Der Europarat hat Ungarn wegen seines Umgangs mit Flüchtlingen sowie Roma kritisiert. Zugleich tadelte der Ausschuss gegen Rassismus und Intoleranz (ECRI) eine in Ungarn gängige öffentliche rassistische Hetze. Dies geht aus einem Bericht hervor, den der Europarat am Dienstag veröffentlicht hat. Ungarns Regierung wies die Vorwürfe zurück.

Fast ein Viertel der Asylsuchenden lebten in Ungarn in geschlossenen Lagern unter harten Bedingungen und würden von den Bewachern misshandelt, heißt es. Zudem hätten sie kaum Zugang zu Rechtsanwälten und Hilfsorganisationen. Die Experten des Europarats verweisen auf Berichte von Nichtregierungsorganisationen, nach denen Asylbewerber in diesen Zentren oft physischen und verbalen Angriffen seitens der Wärter ausgesetzt sind. Besorgt äußerten sie sich ferner zu den Lebensbedingungen der Roma und Sinti.
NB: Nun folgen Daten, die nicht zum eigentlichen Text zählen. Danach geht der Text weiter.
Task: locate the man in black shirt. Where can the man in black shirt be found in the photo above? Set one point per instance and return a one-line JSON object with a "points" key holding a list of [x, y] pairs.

Diese würden oft von Gemeindeverwaltungen aus Sozialwohnungen vertrieben. 

Ungarn unternehme außerdem zu wenig gegen öffentliche Hetzreden gegen Roma, Juden und Homosexuelle, die aus Kreisen jeder politischen Couleur kämen, heißt es. Als Beispiel wird der Fall eines prominenten Journalisten genannt, welcher der Regierungspartei Fidesz angehört. Er hatte im Januar 2013 in einem Artikel Roma und Sinti als "Tiere" bezeichnet, die "nicht existieren dürften".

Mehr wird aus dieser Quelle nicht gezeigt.